In a large pot, sauté the jowl bacon over medium heat until browned on all sides. Fill pot halfway with water, cover loosely and bring to a boil. When water is reduced by half, fill pot back to halfway mark and cover. When water returns to boil, add the beans. Cook over medium-high heat for 45 minutes, being careful not to let the water boil away. Add more water, 1 cup at a time if needed. Reduce heat to medium-low, and cook for another 45 minutes. Season with ½ cup sugar and salt and pepper to taste. If desired, shred the jowl bacon and add meat pieces to the beans. Discard fats.

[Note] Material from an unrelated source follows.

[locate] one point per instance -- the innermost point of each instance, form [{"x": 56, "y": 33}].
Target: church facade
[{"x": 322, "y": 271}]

In another pot, bring to a boil 2½ cups water and the salt. Add the rice, and cook until all water is absorbed, 20 minutes or so. Fluff rice with a fork, and let cool. Add to cooked beans, and serve.

Serves 6 to 8.

Note: I prefer brown sugar to white sugar in this recipe. I have used a combination of smoked ham hocks and jowl bacon for the regular bacon and this recipe has turned out excellent. I tend to use about 1 teaspoon of salt and 1 teaspoon of black pepper. Ignore the rice recipe – use this one instead:

1 cup long-grain white rice
1 ½ cups water
1 teaspoon salt
1 tablespoon butter

Place all the ingredients in a medium saucepan and bring to a boil uncovered on high heat. When the mixture boils, immediately reduce the heat to low. Stir the contents and cover the pot. Cook for approximately 15 minutes until all water is absorbed. Fluff rice with a fork and allow to cool. Serve topped with the cooked beans.